The Reform-led Scarborough Town Council has voted unanimously against plans for lower volume fracking in the North Yorkshire village of Burniston.

The council, where Reform UK holds 11 of the 15 seats, objected to the planning application by Europa Oil & Gas to use proppant squeeze to explore for gas.
An opposition motion, approved at a meeting yesterday (Wednesday 16 July), referred to concerns about an increase in heavy goods vehicles through Scarborough, a risk to groundwater and aquifers supplying the town, as well as noise pollution and degradation of landscape.
The council expressed its “full and unwavering support for local residents in their opposition to the proposed fracking-style hydrocarbon development”.
The vote apparently goes against Reform’s policy support for fracking. The party’s 2024 general election manifesto pledged to revive fracking in the UK by granting shale gas licences on test sites.
Scarborough is at least the fourth small local authority to oppose the Europa application. Burniston Parish, Cloughton Parish and Newby and Scalby Town Councils previously objected to the proposal.

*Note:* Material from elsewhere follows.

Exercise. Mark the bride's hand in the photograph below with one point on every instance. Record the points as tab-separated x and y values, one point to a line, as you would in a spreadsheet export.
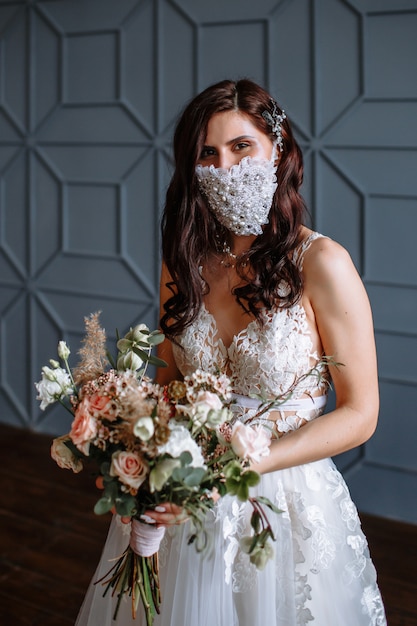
167	514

Alison Hume, the Labour MP for Scarborough, whose constituency includes Burniston, also opposes the application. She has called for a parliamentary debate on the issue of proppant squeeze and lower volume fracking.
A parliamentary petition, which now has more than 6,000 signatures, is demanding a ban on all forms of fracking.
This morning, Friends of the Earth urged the energy secretary to widen the moratorium on fracking in England to include lower volume processes, such as proppant squeeze, which are currently excluded.